I tend to poke my way into various the novel-ish threads here at AW and write a movie-ish response to many of them.
Here I go again:
Back in the 1950's, as a way to compete with the ever-growing threat of television, the American film industry launuched the 3-D movie market. That lasted for only a few years.
http://en.wikipedia.org/wiki/3-D_film
Several 3-D revivals have been attempted since the 1950's, (one flash-in-the-pan revival in the 80's, and now another one is under way at this moment), but for the most part, it was just a dumb gimmick and proved more of a distraction than anything else.
In the 1970's, when movie theatre sound systems began getting very sophisticated, and concert-quality speaker sytems were being installed in threatres, another gimmick was briefly delved into: "Sensurround" where the theatres boasted that
http://en.wikipedia.org/wiki/Sensurround
the sound quality was so intense and so loud that your theatre seat would literally shake.
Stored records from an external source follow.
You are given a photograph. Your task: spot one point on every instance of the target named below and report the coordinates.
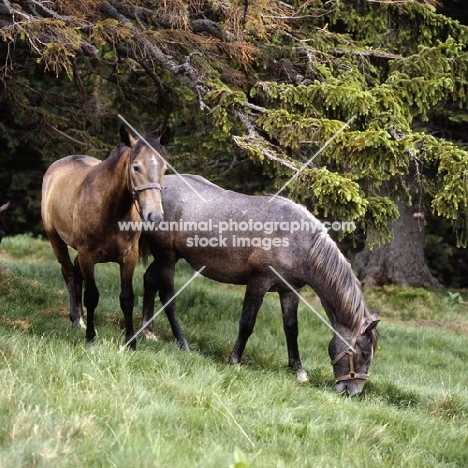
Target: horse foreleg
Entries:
(253, 299)
(150, 286)
(127, 268)
(68, 272)
(166, 271)
(289, 303)
(77, 293)
(91, 296)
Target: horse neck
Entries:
(331, 276)
(114, 172)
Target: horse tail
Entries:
(143, 250)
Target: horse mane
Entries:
(337, 281)
(117, 152)
(152, 140)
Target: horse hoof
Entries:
(79, 324)
(149, 335)
(302, 376)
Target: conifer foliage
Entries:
(276, 79)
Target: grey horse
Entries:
(268, 244)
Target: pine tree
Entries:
(348, 87)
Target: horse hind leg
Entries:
(78, 290)
(289, 303)
(91, 295)
(150, 282)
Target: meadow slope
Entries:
(64, 403)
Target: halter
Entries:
(351, 375)
(134, 189)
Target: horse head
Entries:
(3, 228)
(146, 167)
(351, 352)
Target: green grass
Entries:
(64, 403)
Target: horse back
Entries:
(61, 183)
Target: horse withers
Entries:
(3, 228)
(267, 244)
(84, 203)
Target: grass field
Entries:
(64, 403)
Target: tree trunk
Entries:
(401, 261)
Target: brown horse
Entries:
(3, 228)
(84, 201)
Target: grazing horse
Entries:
(84, 202)
(267, 244)
(3, 228)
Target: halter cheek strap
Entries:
(352, 375)
(140, 188)
(134, 189)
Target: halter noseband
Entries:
(352, 375)
(134, 189)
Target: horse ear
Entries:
(165, 136)
(126, 138)
(4, 207)
(370, 325)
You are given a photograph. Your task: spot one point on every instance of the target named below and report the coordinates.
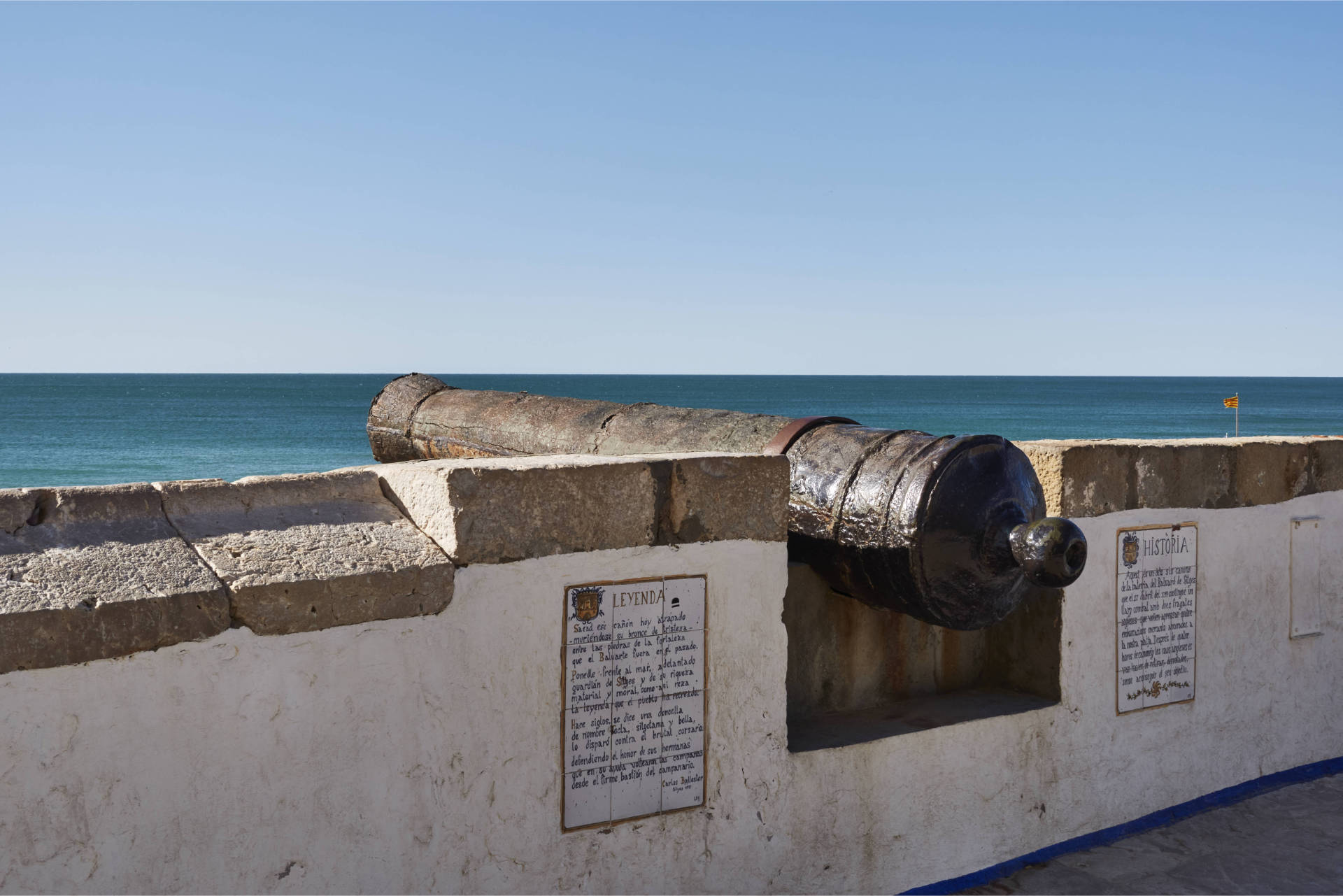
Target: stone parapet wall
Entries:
(1090, 477)
(369, 690)
(96, 573)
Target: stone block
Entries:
(96, 573)
(1327, 464)
(1092, 477)
(724, 497)
(503, 509)
(311, 551)
(1271, 471)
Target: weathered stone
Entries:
(503, 509)
(312, 551)
(96, 573)
(1093, 477)
(724, 497)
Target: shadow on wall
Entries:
(858, 674)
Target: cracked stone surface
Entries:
(1283, 841)
(505, 509)
(311, 551)
(97, 571)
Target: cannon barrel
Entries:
(948, 529)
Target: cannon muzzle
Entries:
(948, 529)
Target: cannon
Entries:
(950, 529)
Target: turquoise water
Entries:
(78, 429)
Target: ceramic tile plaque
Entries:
(1157, 567)
(633, 699)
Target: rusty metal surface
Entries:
(785, 439)
(943, 528)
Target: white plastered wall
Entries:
(423, 754)
(911, 811)
(408, 755)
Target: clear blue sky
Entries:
(978, 188)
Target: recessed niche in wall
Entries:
(858, 674)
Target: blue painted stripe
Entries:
(1224, 797)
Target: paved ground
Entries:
(1284, 841)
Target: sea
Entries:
(87, 429)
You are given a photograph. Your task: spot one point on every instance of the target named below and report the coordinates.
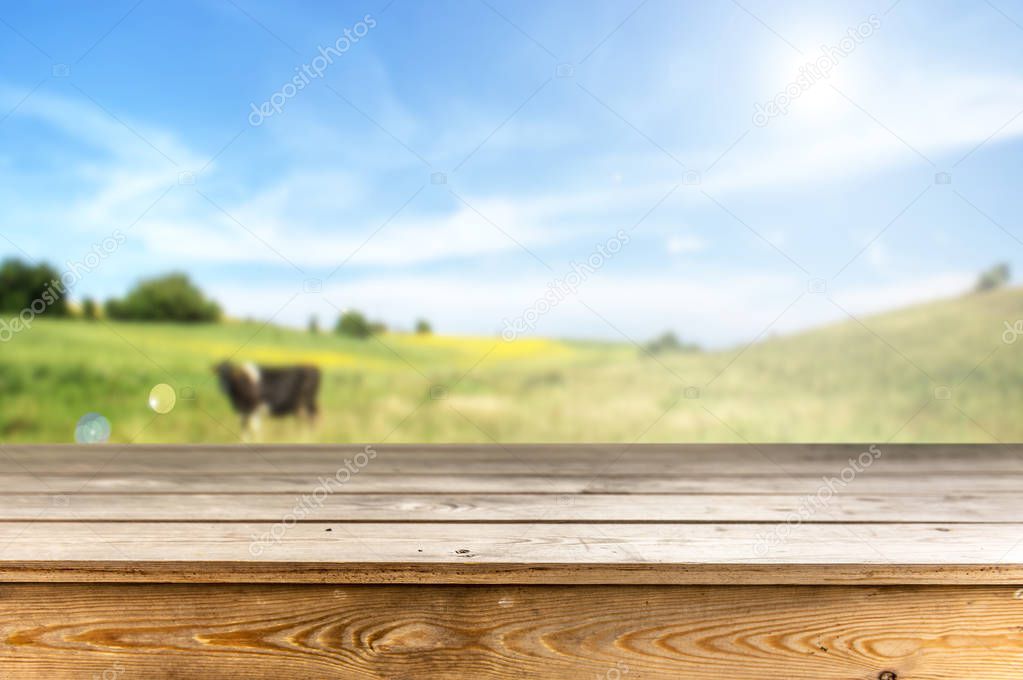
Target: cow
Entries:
(279, 391)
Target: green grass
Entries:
(870, 381)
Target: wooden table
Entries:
(618, 561)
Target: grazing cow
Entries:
(278, 391)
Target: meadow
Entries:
(934, 372)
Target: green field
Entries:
(882, 379)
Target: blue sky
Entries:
(554, 125)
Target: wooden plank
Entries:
(536, 552)
(846, 507)
(504, 632)
(110, 481)
(552, 459)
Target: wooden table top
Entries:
(541, 513)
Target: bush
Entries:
(21, 284)
(170, 298)
(90, 310)
(668, 342)
(354, 324)
(995, 277)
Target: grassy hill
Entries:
(883, 378)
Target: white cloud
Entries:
(813, 143)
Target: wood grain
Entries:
(114, 482)
(506, 632)
(950, 508)
(449, 551)
(772, 459)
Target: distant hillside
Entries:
(932, 372)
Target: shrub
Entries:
(668, 342)
(354, 324)
(995, 277)
(21, 284)
(90, 310)
(170, 298)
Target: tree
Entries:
(90, 310)
(354, 324)
(995, 277)
(170, 298)
(35, 287)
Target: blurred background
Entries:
(494, 221)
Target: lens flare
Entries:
(163, 398)
(92, 428)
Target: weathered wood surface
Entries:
(561, 513)
(512, 561)
(505, 507)
(506, 632)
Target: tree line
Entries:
(171, 298)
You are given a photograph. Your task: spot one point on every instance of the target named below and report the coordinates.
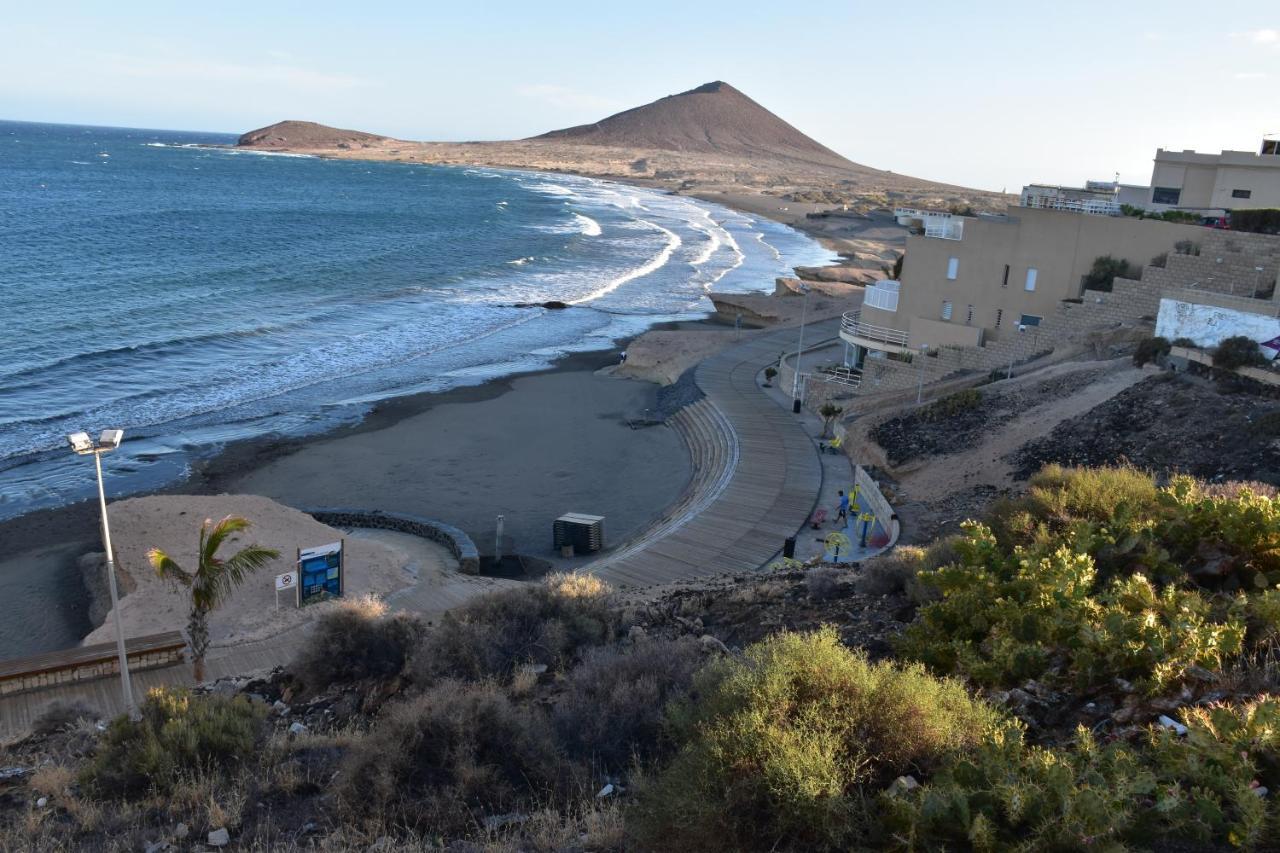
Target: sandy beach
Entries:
(530, 447)
(172, 523)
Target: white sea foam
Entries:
(654, 264)
(589, 227)
(777, 255)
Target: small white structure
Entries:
(1208, 324)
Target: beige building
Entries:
(1000, 274)
(1211, 183)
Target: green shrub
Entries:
(353, 642)
(786, 747)
(178, 733)
(1105, 270)
(952, 405)
(611, 711)
(493, 634)
(1009, 796)
(1096, 574)
(1151, 350)
(1238, 351)
(452, 753)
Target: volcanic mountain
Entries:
(714, 118)
(306, 135)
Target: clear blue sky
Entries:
(982, 94)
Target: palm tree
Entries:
(214, 578)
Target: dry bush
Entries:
(786, 747)
(453, 753)
(895, 571)
(612, 707)
(493, 634)
(51, 780)
(353, 642)
(178, 734)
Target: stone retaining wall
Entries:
(458, 543)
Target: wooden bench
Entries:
(87, 662)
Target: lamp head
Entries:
(81, 442)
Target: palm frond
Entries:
(219, 578)
(211, 541)
(168, 568)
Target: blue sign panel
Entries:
(320, 574)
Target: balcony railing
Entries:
(853, 325)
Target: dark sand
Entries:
(531, 447)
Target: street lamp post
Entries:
(83, 445)
(795, 375)
(919, 387)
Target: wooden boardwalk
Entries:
(760, 486)
(769, 493)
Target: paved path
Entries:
(767, 496)
(760, 478)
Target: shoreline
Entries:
(49, 541)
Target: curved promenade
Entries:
(766, 492)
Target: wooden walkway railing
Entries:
(87, 662)
(775, 482)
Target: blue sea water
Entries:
(196, 295)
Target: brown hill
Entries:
(306, 135)
(714, 118)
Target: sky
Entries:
(988, 95)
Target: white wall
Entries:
(1208, 325)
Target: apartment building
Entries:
(978, 283)
(1210, 183)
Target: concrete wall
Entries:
(1207, 179)
(1060, 246)
(1208, 324)
(458, 543)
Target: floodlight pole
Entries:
(795, 375)
(131, 707)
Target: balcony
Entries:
(865, 334)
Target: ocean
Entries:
(195, 295)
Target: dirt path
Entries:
(987, 464)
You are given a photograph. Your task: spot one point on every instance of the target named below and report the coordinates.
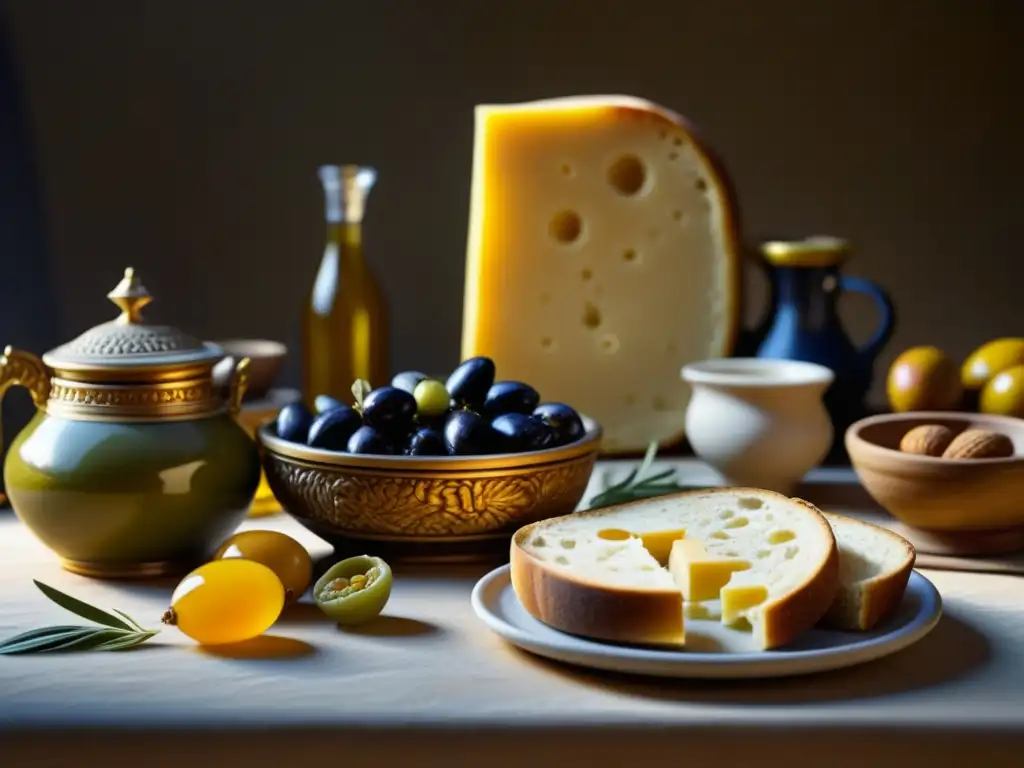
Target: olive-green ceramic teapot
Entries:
(133, 465)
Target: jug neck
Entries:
(811, 290)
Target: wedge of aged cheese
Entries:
(602, 257)
(771, 560)
(875, 566)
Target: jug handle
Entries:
(886, 309)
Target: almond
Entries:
(928, 439)
(979, 443)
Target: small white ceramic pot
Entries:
(761, 423)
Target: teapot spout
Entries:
(25, 370)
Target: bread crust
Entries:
(859, 607)
(579, 606)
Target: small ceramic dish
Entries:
(426, 508)
(952, 506)
(760, 423)
(266, 357)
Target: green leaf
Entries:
(135, 625)
(128, 641)
(42, 638)
(639, 484)
(83, 609)
(92, 641)
(67, 639)
(48, 638)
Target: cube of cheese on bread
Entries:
(602, 257)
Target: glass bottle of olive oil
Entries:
(345, 324)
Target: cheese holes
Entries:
(608, 344)
(627, 175)
(613, 535)
(565, 226)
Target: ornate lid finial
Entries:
(130, 295)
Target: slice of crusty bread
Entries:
(600, 573)
(875, 565)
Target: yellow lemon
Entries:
(990, 358)
(924, 378)
(1004, 393)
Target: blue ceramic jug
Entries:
(803, 322)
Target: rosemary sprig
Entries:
(112, 633)
(640, 483)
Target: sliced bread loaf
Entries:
(619, 573)
(875, 565)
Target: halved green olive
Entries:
(354, 590)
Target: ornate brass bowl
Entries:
(431, 509)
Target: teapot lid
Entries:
(819, 251)
(126, 343)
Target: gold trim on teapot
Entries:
(126, 370)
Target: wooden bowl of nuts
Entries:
(955, 479)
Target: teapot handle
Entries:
(25, 370)
(886, 308)
(238, 385)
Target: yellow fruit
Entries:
(924, 379)
(281, 553)
(226, 601)
(990, 358)
(1004, 394)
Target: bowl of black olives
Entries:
(429, 468)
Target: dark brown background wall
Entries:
(183, 137)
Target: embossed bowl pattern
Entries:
(446, 508)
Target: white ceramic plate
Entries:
(818, 650)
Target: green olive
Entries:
(431, 397)
(354, 590)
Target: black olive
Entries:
(389, 410)
(564, 422)
(293, 422)
(510, 397)
(369, 440)
(467, 433)
(332, 429)
(408, 380)
(469, 383)
(518, 432)
(325, 402)
(434, 421)
(427, 441)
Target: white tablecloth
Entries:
(430, 685)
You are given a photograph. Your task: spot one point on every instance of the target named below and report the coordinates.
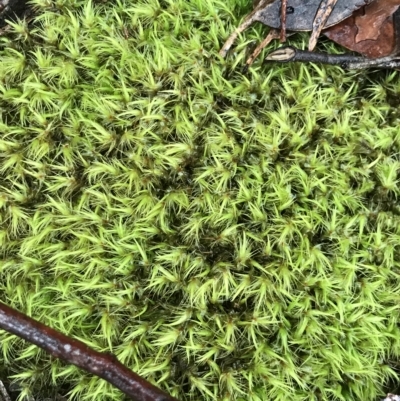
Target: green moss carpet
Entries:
(227, 236)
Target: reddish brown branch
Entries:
(77, 353)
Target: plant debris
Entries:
(368, 27)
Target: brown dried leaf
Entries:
(369, 31)
(376, 13)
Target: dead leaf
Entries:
(369, 31)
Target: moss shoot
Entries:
(229, 237)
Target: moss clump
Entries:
(228, 237)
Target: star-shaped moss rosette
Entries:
(227, 237)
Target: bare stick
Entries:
(323, 13)
(79, 354)
(4, 395)
(346, 61)
(283, 21)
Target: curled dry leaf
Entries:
(369, 31)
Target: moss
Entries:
(227, 236)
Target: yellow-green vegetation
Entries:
(227, 236)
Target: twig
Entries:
(79, 354)
(346, 61)
(3, 393)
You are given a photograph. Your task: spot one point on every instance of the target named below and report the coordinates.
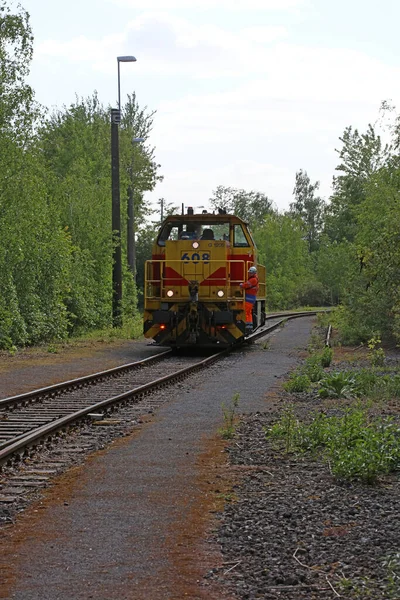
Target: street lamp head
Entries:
(126, 59)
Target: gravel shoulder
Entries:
(292, 531)
(135, 519)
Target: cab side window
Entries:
(239, 238)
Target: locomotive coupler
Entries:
(194, 291)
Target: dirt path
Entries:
(133, 521)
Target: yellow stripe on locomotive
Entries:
(192, 284)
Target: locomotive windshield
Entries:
(194, 230)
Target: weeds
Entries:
(297, 383)
(376, 353)
(338, 385)
(354, 445)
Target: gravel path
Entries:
(133, 521)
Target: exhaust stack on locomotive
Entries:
(192, 283)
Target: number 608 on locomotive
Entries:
(192, 292)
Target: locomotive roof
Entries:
(204, 218)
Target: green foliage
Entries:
(326, 357)
(354, 445)
(338, 385)
(350, 324)
(284, 252)
(229, 414)
(376, 354)
(309, 208)
(286, 428)
(252, 206)
(298, 382)
(313, 368)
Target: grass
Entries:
(356, 445)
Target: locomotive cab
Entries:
(192, 287)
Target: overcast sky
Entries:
(247, 92)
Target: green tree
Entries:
(284, 252)
(361, 156)
(251, 206)
(309, 207)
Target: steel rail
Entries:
(57, 388)
(32, 438)
(46, 430)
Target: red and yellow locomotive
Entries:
(192, 284)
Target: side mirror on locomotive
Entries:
(192, 294)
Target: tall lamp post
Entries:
(116, 203)
(131, 214)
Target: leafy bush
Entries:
(355, 446)
(326, 357)
(338, 385)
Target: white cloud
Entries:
(210, 4)
(194, 187)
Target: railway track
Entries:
(30, 420)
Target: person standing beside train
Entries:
(251, 288)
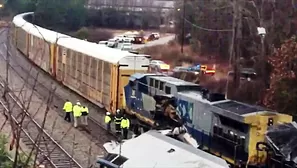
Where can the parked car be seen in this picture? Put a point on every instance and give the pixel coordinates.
(112, 43)
(125, 46)
(138, 39)
(158, 66)
(179, 69)
(102, 42)
(156, 35)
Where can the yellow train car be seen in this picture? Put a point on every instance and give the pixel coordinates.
(96, 72)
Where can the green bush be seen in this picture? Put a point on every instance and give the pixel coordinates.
(82, 33)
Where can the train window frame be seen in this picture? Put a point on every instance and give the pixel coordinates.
(167, 90)
(162, 85)
(152, 82)
(156, 83)
(119, 160)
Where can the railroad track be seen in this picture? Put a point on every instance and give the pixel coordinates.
(50, 153)
(22, 68)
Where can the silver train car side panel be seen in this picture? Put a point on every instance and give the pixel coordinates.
(153, 149)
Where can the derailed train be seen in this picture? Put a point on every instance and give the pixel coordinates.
(99, 74)
(96, 72)
(227, 128)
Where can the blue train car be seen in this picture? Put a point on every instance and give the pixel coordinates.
(227, 128)
(142, 95)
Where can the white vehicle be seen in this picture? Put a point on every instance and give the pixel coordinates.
(159, 64)
(153, 149)
(112, 43)
(126, 48)
(102, 42)
(124, 38)
(157, 35)
(179, 68)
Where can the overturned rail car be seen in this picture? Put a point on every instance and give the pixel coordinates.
(153, 149)
(226, 128)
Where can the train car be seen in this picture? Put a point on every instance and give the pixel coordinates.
(227, 128)
(153, 149)
(96, 72)
(141, 92)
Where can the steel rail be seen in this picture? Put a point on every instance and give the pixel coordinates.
(60, 158)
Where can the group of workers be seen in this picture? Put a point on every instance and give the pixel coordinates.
(122, 123)
(78, 111)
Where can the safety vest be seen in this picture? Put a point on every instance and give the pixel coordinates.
(117, 120)
(85, 109)
(107, 119)
(125, 123)
(67, 107)
(76, 111)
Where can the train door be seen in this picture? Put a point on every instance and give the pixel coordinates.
(128, 66)
(110, 161)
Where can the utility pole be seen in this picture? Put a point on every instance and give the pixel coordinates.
(236, 41)
(7, 63)
(183, 27)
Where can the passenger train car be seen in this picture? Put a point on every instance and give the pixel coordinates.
(159, 151)
(226, 128)
(96, 72)
(140, 92)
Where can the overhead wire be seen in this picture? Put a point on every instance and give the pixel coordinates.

The only real accomplishment was a "rumbling" noise so most of the films shot in Sensurround were disaster films or action films with lots of explosions. The most famous Sensurround film was the not-at-all bad disaster film
Earthquake by the famous disaster filmmaker Irwin Allen. Others were
Rollercoaster and
Midway. This development also failed when it proved too expensive to be bothered with, was limited only to dissaster and explosion films, and with the growing trend toward multi-screen cineplexes, theatre owners with a Sensurround film showing on one screen, and a more quiet film on an adjacent screen, often got complaints from the patrons of that adjacent screen that the rumbling was interfering with their movie.
And then there was the experimental attempt at Smell-O-Vision in the 1960 film
Scent of Mystery,
http://en.wikipedia.org/wiki/Smellovision
which was met by technical difficulties so severe that it was deemd an utter diaster and quickly abandoned by Hollywood after that one and only film employed it. But in 1982, a satirical tribute to the failed legacy of Smell-o-vision was launched in the comedy film
Polyester which employed what was called "Odorama."
http://en.wikipedia.org/wiki/Smellovision#Legacy
Unlike the 1960 debacle of a complex networking of pipes and vents that sprayed smells all over the theatre, movies shot in Odorama handed out scratch-n-sniff cards with the movie tickets. Each card had a complex pallette of scratch zones, and each zone was labeled by a number (I believe it was 1-12). At any point during the film, a number would briefly flash in the corner of the screen, prompting viewers to start scratching and sniffing the corresponding scratch zone. Odorama was used in several other films after
Polyester, but always as a joke, and it always proved a distraction to the film rather than an enhancement of it.